The Ancient Egypt and Nubia galleries at the Ashmolean Museum have come to life.

After an astonishingly short turnaround, only a year to the month from planning permission to completion for a £5m renovation, the museum’s most popular visitor attraction is back in action.

And in what style! The six galleries are simply spectacular.
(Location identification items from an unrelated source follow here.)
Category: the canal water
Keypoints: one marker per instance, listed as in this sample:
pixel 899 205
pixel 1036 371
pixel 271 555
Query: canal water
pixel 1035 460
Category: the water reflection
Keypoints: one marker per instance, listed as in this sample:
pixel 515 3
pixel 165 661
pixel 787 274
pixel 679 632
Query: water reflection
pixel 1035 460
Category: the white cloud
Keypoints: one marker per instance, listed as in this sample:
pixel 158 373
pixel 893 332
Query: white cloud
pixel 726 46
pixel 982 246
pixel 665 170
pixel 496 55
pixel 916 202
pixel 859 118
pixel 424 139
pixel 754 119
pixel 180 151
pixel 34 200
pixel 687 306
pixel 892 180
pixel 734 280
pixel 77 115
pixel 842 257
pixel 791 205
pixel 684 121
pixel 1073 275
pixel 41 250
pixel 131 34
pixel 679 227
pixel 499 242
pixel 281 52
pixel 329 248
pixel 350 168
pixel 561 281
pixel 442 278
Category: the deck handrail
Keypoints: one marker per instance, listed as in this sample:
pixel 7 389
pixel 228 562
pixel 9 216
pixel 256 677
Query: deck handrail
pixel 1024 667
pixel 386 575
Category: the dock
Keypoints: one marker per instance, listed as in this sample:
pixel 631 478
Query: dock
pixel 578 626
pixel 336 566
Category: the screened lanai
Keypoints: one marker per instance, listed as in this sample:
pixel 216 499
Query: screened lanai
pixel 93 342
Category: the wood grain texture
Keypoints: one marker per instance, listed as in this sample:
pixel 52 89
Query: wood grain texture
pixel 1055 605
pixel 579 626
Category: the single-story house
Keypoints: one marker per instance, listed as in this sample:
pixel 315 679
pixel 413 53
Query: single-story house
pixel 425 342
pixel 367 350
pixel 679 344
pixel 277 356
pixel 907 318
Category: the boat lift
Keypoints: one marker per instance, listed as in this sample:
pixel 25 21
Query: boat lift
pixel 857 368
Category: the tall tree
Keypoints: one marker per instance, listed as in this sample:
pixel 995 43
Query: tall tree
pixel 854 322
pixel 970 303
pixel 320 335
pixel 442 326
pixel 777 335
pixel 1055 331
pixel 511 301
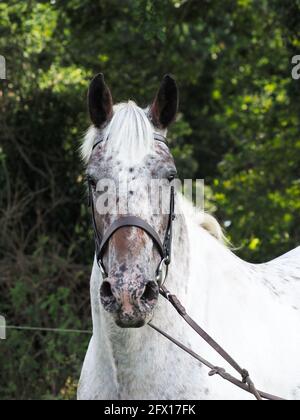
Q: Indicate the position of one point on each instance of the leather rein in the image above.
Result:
(165, 250)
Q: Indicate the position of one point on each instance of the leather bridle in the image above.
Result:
(163, 247)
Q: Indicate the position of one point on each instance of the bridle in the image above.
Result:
(163, 247)
(165, 250)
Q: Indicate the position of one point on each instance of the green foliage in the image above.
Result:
(238, 128)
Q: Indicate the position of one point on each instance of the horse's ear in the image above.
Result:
(100, 101)
(165, 106)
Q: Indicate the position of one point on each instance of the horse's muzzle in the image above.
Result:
(131, 303)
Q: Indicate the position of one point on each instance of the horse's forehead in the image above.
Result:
(113, 165)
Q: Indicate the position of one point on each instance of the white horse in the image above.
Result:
(251, 310)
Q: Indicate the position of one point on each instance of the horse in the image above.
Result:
(252, 310)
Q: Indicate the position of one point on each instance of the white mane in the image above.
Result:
(130, 135)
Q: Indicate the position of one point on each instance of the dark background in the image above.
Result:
(238, 128)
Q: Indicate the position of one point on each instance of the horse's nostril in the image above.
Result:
(106, 291)
(151, 292)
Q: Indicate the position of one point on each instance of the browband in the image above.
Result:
(157, 137)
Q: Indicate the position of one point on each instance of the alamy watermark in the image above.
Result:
(2, 67)
(296, 68)
(2, 328)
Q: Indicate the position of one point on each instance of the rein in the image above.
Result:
(246, 383)
(165, 251)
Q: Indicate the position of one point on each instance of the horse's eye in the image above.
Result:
(91, 182)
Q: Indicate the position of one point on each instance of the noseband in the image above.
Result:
(164, 248)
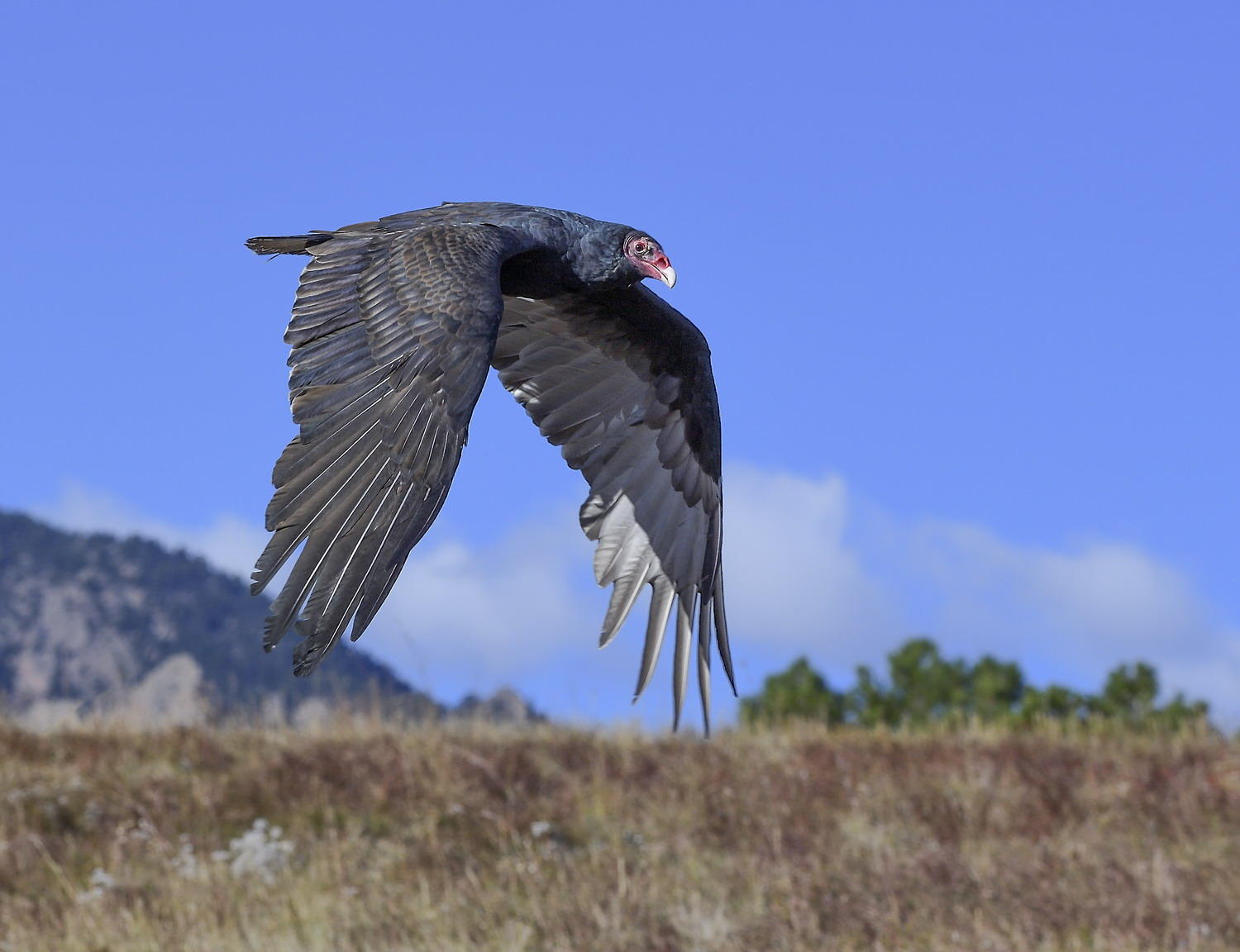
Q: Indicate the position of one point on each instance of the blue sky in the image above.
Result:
(969, 272)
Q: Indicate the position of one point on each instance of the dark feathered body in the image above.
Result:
(393, 329)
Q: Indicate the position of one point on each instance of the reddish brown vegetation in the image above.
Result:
(556, 840)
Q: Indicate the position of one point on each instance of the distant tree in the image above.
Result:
(798, 693)
(996, 688)
(925, 688)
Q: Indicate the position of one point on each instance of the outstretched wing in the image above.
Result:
(392, 337)
(622, 383)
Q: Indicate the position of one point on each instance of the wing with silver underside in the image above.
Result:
(622, 383)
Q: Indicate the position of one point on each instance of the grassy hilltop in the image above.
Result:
(372, 837)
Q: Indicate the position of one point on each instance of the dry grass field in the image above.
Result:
(374, 837)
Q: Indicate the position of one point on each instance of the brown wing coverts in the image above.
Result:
(392, 336)
(622, 383)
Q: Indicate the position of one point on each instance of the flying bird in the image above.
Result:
(394, 326)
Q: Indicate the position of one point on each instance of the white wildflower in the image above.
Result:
(260, 850)
(185, 863)
(101, 884)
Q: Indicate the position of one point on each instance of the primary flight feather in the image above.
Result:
(394, 326)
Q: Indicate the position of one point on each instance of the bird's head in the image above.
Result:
(647, 257)
(610, 255)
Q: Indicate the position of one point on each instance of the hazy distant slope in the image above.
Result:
(108, 622)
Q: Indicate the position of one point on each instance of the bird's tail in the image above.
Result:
(288, 245)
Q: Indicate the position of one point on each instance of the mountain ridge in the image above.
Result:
(94, 624)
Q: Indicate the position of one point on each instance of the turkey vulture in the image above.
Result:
(393, 329)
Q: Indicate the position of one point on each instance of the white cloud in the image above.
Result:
(808, 572)
(228, 543)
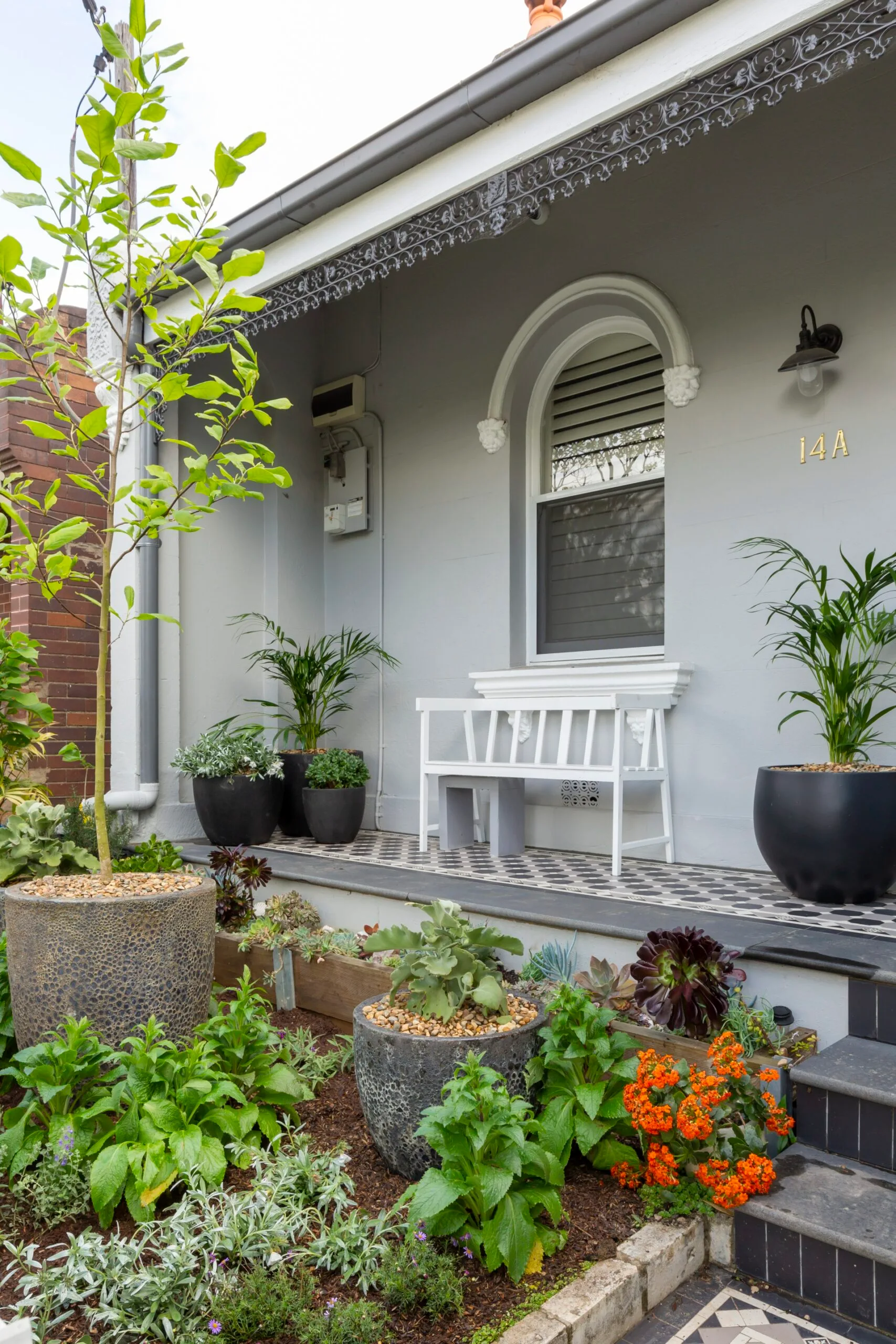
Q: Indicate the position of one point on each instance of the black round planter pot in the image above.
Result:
(335, 815)
(399, 1076)
(238, 808)
(829, 835)
(292, 815)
Offering a coherent circular route through 5,000 years of human occupation of the Nile valley, they are spacious, well lit, have clear graphics and texts, and state-of-the-art display units that not only beautifully show off the precious objects inside them but also provide safe environmental conditions.

Furthermore, free audio- visual guides help tell the stories behind the artefacts and themed galleries.

There is something for everyone: 2,000 objects, from the ritual to the everyday, from every schoolchild’s idea of Egypt to the esoteric.

That means mummies and coffins, of course, twice as many as before, bright and fresh from extensive work in the Ashmolean’s conservation studios.

There’s a push-button display of gods and goddesses, plus models of birds, fish, hippos and crocs and so on, necklaces, pots, amulets, shabti figures . . . fabulous things, many not seen before, but notwithstanding, the sort of things you might expect.

But then, at the tail end of these displays of Egyptian antiquity, you come across an ultra-modern piece of sculpture. Oxford artist Angela Palmer’s recreation in glass of a child mummy — displayed alongside the mummy that inspired it — is an absolute scene-stealer.

Equal parts ghost and substance, the tiny collapsed frame of the little boy invoked on multiple panels of glass seems as you move around it to fade away and reform before your very eyes.

To see them lying there together is incredibly moving: the intricately bound mummy of a child who died almost 2,000 years ago when the Romans ruled Egypt, and a work of contemporary art that uniquely and respectfully commemorates him.

Not even the best audio visual screen could do a better job of making a mummy come ‘alive’. The ancient Egyptians devoted a lot of time and effort making sure the dead lived on.

The sculpture, a 3D representation of the boy’s ‘internal architecture’ was developed from a series of CT-scans of the mummy taken at the John Radcliffe Hospital, Oxford, in 2006.

There was no disturbance to either mummy or wrappings. This collaboration between the Ashmolean, radiologists and the artist revealed that the body is of a boy aged about two who probably died of pneumonia, who had a hip dysplasia and a rare dental condition.

Angela’s four-year journey to discover the mummy’s story drew her ‘eerily close’ to the child, she said. Feeling ‘compelled' to visit his homeland and burial site in the Faiyum, south of Cairo, she made a film of her visit. This and related artworks are in a temporary exhibition, Unwrapped: The Story of a Child Mummy in the Cast Gallery until March 4, 2012.

Angela Palmer’s Ghost Forest installation is presently outside the Museum of Natural History, Oxford, acting as a powerful reminder of deforestation.